Uhh, there's no market-interfering legislation involved. The EU has
shown leadership in requiring that business with government be done
using open file formats. By extension that means -- to the greatest
extent possible -- internal government business will also be done in
open formats, which in turn means that European government(s) will
not be a purchaser of desktop applications engineered to work best
with proprietary formats.
WRT file formats, then, you've described what the EU is doing:
expressing a preference for open ones, and choosing tools that use
them. Massachusetts has done the same.
In order to retain these large government customers (and their
satellite contractors), companies like MS and Adobe should set out
to make their products into the best OpenDocument and SVG tools
available, ones that are well worth paying for. They don't want to,
because proprietary formats protect their market share.

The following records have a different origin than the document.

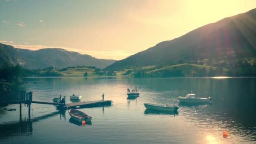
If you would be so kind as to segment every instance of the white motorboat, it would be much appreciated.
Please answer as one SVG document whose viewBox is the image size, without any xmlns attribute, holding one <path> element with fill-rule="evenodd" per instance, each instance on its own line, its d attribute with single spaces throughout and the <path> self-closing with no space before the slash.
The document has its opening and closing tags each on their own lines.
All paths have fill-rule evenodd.
<svg viewBox="0 0 256 144">
<path fill-rule="evenodd" d="M 53 98 L 53 102 L 60 102 L 61 101 L 61 98 Z"/>
<path fill-rule="evenodd" d="M 179 96 L 178 99 L 180 102 L 187 103 L 211 103 L 211 98 L 196 97 L 195 94 L 188 94 L 186 97 Z"/>
<path fill-rule="evenodd" d="M 74 100 L 79 100 L 81 99 L 81 96 L 75 95 L 75 94 L 70 96 L 70 99 Z"/>
<path fill-rule="evenodd" d="M 178 111 L 178 109 L 179 109 L 179 107 L 175 106 L 175 105 L 173 107 L 171 107 L 167 105 L 159 105 L 149 103 L 144 103 L 144 106 L 147 109 L 165 111 L 168 112 L 177 112 Z"/>
<path fill-rule="evenodd" d="M 130 89 L 127 89 L 127 93 L 126 93 L 128 97 L 138 97 L 139 93 L 137 91 L 137 88 L 135 88 L 135 90 L 133 90 L 131 91 Z"/>
</svg>

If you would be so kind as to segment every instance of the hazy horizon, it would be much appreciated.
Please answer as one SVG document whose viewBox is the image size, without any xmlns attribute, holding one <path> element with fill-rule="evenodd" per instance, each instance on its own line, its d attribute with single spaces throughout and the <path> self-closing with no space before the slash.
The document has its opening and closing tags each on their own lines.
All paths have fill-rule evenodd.
<svg viewBox="0 0 256 144">
<path fill-rule="evenodd" d="M 0 0 L 0 43 L 118 60 L 255 4 L 249 0 Z"/>
</svg>

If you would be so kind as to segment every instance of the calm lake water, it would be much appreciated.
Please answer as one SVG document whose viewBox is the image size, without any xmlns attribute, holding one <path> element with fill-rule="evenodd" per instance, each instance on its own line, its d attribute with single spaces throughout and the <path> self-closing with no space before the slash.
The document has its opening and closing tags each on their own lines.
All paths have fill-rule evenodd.
<svg viewBox="0 0 256 144">
<path fill-rule="evenodd" d="M 80 109 L 92 116 L 85 126 L 70 120 L 67 111 L 32 104 L 0 108 L 0 143 L 4 144 L 239 144 L 256 143 L 256 78 L 157 78 L 130 77 L 27 78 L 41 81 L 20 89 L 33 92 L 34 100 L 51 102 L 61 94 L 70 101 L 111 100 L 109 107 Z M 127 88 L 138 88 L 140 96 L 128 99 Z M 211 96 L 211 104 L 180 105 L 176 98 L 191 91 Z M 145 111 L 144 102 L 178 105 L 178 114 Z M 224 138 L 222 132 L 229 133 Z"/>
</svg>

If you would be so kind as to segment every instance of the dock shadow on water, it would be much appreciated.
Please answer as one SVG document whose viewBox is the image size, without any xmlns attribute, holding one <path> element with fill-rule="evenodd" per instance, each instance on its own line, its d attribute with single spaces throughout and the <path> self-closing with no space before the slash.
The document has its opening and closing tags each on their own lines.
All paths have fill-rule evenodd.
<svg viewBox="0 0 256 144">
<path fill-rule="evenodd" d="M 175 116 L 175 115 L 179 115 L 179 112 L 168 112 L 146 109 L 144 112 L 144 114 L 173 115 Z"/>
<path fill-rule="evenodd" d="M 65 111 L 58 111 L 48 114 L 43 115 L 30 120 L 25 117 L 24 120 L 0 125 L 0 141 L 2 140 L 12 137 L 22 136 L 29 136 L 33 134 L 33 124 L 43 120 L 60 115 L 60 120 L 61 117 L 66 120 Z"/>
<path fill-rule="evenodd" d="M 70 117 L 70 118 L 69 119 L 69 122 L 70 123 L 74 124 L 75 124 L 76 125 L 77 125 L 78 126 L 82 126 L 83 125 L 82 123 L 77 122 L 77 120 L 74 120 L 74 118 L 73 118 L 72 117 Z M 91 121 L 86 122 L 86 123 L 85 123 L 86 125 L 91 125 L 92 124 L 92 123 L 91 123 Z"/>
</svg>

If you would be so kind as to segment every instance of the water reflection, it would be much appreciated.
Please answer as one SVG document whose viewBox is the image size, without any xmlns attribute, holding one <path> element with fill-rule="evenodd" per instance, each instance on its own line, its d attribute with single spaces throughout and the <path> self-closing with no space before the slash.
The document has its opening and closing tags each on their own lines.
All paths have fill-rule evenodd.
<svg viewBox="0 0 256 144">
<path fill-rule="evenodd" d="M 33 123 L 46 119 L 56 115 L 60 115 L 60 120 L 61 117 L 66 120 L 65 111 L 57 111 L 48 114 L 44 115 L 31 120 L 24 117 L 24 120 L 20 120 L 18 122 L 12 122 L 0 125 L 0 139 L 9 139 L 11 137 L 32 135 Z"/>
<path fill-rule="evenodd" d="M 156 110 L 147 109 L 146 109 L 144 112 L 144 114 L 145 115 L 178 115 L 178 112 L 168 112 L 165 111 L 159 111 Z"/>
<path fill-rule="evenodd" d="M 211 104 L 209 103 L 186 103 L 184 102 L 181 102 L 179 104 L 179 106 L 186 106 L 188 107 L 196 107 L 202 105 L 208 106 L 211 105 Z"/>
<path fill-rule="evenodd" d="M 74 118 L 72 117 L 70 117 L 69 120 L 69 122 L 70 123 L 74 124 L 78 126 L 83 125 L 82 124 L 82 123 L 77 122 L 77 120 L 74 120 Z M 92 124 L 92 123 L 91 123 L 91 121 L 86 122 L 85 124 L 86 125 L 91 125 Z"/>
<path fill-rule="evenodd" d="M 19 121 L 0 125 L 0 139 L 18 136 L 28 136 L 32 134 L 32 122 Z"/>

The EU and Massachusetts are saying, "We know your game, and we're
not playing any more." Doesn't mean that MS and Adobe can't compete
for EU business, just not with Office and Frame and Photoshop as
currently engineered.
OpenDocument and SVG (as examples) are sufficiently rich to deliver
the proprietary-formats' functionality, and sufficiently big to be
included in the long list of import/export formats the proprietary
applications already support (though not with full functionality).
It's a fairly small step to say, "Fine, we give up, those will now
be our native formats. Let the competition begin!"
Or MS and Adobe (again, as examples) can walk away from these
government customers and the others that are sure to follow. That,
as they say, is a business decision.